If $z \equiv x$ then \begin{aligned}
M[x := N][y := L] &=\\\\
(x[x := N])[y := L] &=\\\\
N[y := L]
\end{aligned} and \begin{aligned}
M[y := L][x := N[y := L]] &=\\\\
(x[y := L])[x := N[y := L]] &=\\\\
x[x := N[y := L]] &=\\\\
N[y := L]
\end{aligned}if $z \equiv y$ then \begin{aligned}
M[x := N][y := L] &=\\\\
(y[x := N])[y := L] &=\\\\
y[y := L] &=\\\\
L
\end{aligned} and \begin{aligned}
M[y := L][x := N[y := L]] &=&\\\\
(y[y := L])[x := N[y := L]] &=& \\\\
L[x := N[y := L]] &=& \\\\
L &&\text{(since, per the Lemma, $x \not\in FV(L)$}
\end{aligned}if $z \not\equiv x$ and $z \not\equiv y$ then trivially, both
sides of the equation substitute to $z$.$M \equiv (\lambda y . P)$ for some $P \in \Lambda$ In this case
\begin{aligned}
M[x := N][y := L] &=&\\\\
(\lambda y . P)[x := N][y := L] &=&\\\\
(\lambda u . P^{y \to u} [x := N])[y := L] &=&\\\\
(\lambda u . P^{y \to u} [x := N][y := L]) &,& u \not\in FV(N) \cup FV(L)
\end{aligned} and similarly \begin{aligned}
M[y := L][x := N[y := L]] &=&\\\\
(\lambda y . P)[y := L][x := N[y := L]] &=&\\\\
(\lambda u . P^{y \to u} [y := L][x := N[y := L]]) &,& u \not\in FV(N) \cup FV(L)
\end{aligned}Therefore, if
$$P^{y \to u} [x := N][y := L] \equiv P^{y \to u} [y := L][x := N[y := L]]$$
then
$$(\lambda y . P)[x := N][y := L] \equiv (\lambda y . P) [y := L][x := N[y := L]]$$$M \equiv P Q$ for some $P, Q \in \Lambda$ In this case
$$M[x := N][y := L] = (P[x := N][y := L])(Q[x := N][y := L])$$ and
$$\begin{gathered}
M[y := L][x := N[y := L]] =\\\\ (P[y := L][x := N[y := L]])(Q[y := L][x := N[y := L]])

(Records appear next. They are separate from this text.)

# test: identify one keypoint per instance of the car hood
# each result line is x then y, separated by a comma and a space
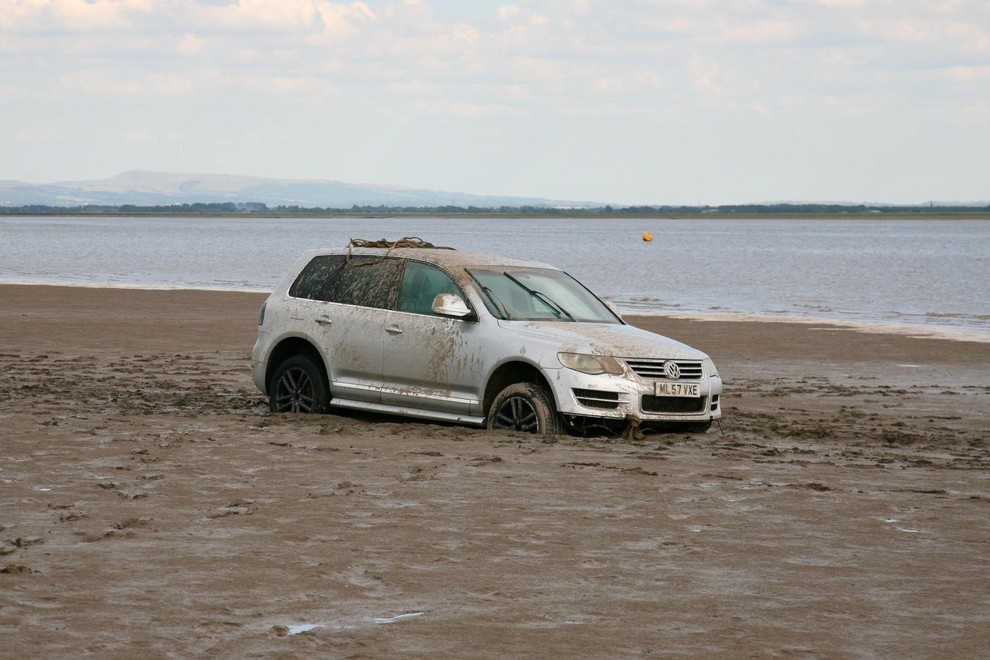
603, 339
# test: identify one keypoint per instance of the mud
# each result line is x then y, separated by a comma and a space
150, 505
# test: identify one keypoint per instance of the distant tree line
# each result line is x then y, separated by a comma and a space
257, 208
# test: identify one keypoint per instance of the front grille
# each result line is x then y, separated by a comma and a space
596, 399
652, 368
673, 404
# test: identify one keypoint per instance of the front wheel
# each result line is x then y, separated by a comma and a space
299, 386
524, 407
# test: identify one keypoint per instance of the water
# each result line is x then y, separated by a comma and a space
920, 274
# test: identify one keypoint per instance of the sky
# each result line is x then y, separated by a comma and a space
610, 101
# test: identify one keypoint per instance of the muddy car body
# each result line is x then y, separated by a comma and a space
470, 338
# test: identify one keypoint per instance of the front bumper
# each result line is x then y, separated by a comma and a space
607, 396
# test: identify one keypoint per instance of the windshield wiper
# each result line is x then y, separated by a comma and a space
499, 305
539, 295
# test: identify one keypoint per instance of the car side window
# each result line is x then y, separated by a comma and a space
420, 285
358, 280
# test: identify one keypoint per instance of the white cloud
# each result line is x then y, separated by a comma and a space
648, 71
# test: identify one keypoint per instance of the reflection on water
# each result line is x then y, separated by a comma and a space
920, 272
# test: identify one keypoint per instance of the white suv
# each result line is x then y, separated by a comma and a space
471, 338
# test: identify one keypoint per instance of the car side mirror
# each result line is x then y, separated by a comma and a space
451, 305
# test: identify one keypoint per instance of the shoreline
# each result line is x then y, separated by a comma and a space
912, 330
150, 505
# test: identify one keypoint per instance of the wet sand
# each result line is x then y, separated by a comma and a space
150, 505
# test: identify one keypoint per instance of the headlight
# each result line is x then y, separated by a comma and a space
590, 364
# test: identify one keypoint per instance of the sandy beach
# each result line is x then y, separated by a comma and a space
151, 506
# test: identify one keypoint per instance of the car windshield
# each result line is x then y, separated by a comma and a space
539, 295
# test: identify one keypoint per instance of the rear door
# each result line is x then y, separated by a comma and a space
344, 301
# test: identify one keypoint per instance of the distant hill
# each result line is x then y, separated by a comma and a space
163, 188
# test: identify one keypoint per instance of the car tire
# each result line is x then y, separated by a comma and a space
524, 407
299, 386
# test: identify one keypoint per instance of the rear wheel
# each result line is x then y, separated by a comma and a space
524, 407
299, 386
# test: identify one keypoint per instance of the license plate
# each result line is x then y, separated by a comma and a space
678, 389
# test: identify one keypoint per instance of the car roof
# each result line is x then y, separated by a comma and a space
443, 257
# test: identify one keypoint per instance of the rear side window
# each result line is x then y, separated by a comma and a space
420, 285
361, 280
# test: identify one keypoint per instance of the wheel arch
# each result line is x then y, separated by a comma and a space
509, 373
288, 347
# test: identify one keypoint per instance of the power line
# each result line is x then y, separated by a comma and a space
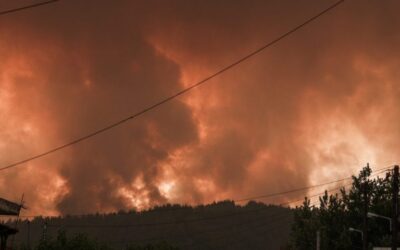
185, 90
211, 217
187, 221
4, 12
375, 172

\end{gathered}$$Therefore if $$P[x := N][y := L] = P[y := L][x := N[y := L]]$$ and
$$Q[x := N][y := L] = Q[y := L][x := N[y := L]]$$ then
$$PQ[x := N][y := L] = PQ[y := L][x := N[y := L]]$$Using case $1$ as the base case, we've proved the lemma by induction
using $2$ and $3$
Something doesn't feel right about this. I feel as though I didn't link the first case with the second two cases strongly enough to be able to invoke induction, or did I? I would also appreciate any advice on how to make the proof better.
Best Answer
Your proof is fine. Maybe it's a little too verbose, but it's just a matter of style, not of correctness.
The point is that the proof is by structural induction on the term $M$ (in general, this is written at the beginning of the proof, not at the end).
The base case is when $M$ is a variable, and for the base case you don't need the induction hypothesis, as usual.
In the application ($M \equiv PQ$) and abstraction ($M \equiv \lambda x.P$) cases, you need the induction hypothesis (that is, $P [x := N] [y := L] = P[y := L][x := N[y := L]]$ and, for the application case, $Q [x := N] [y := L] = Q[y := L][x := N[y := L]]$ too) to conclude.
The link between the variable case and the abstraction or application case is implicit (as usual in a proof by structural induction), you don't have to write anything else. Where is this implicit link? Think of the "simplest" application. It is an application of the form $M \equiv z_1z_2$ (possibly $z_1 \equiv z_2$). So, according to your (correct) proof, in the application case the induction hypothesis says that $z_1 [x := N] [y := L] = z_1[y := L][x := N[y := L]]$ and $z_2 [x := N] [y := L] = z_2 [y := L][x := N[y := L]]$. We know from the base case that actually the induction hypothesis is true, hence you know that $(z_1z_2) [x := N] [y := L] = (z_1z_2)[y := L][x := N[y := L]]$ is true, and now you can go on with more complex terms (an analogous argument holds for the "simplest" abstraction, $M = \lambda z_1.z_2$).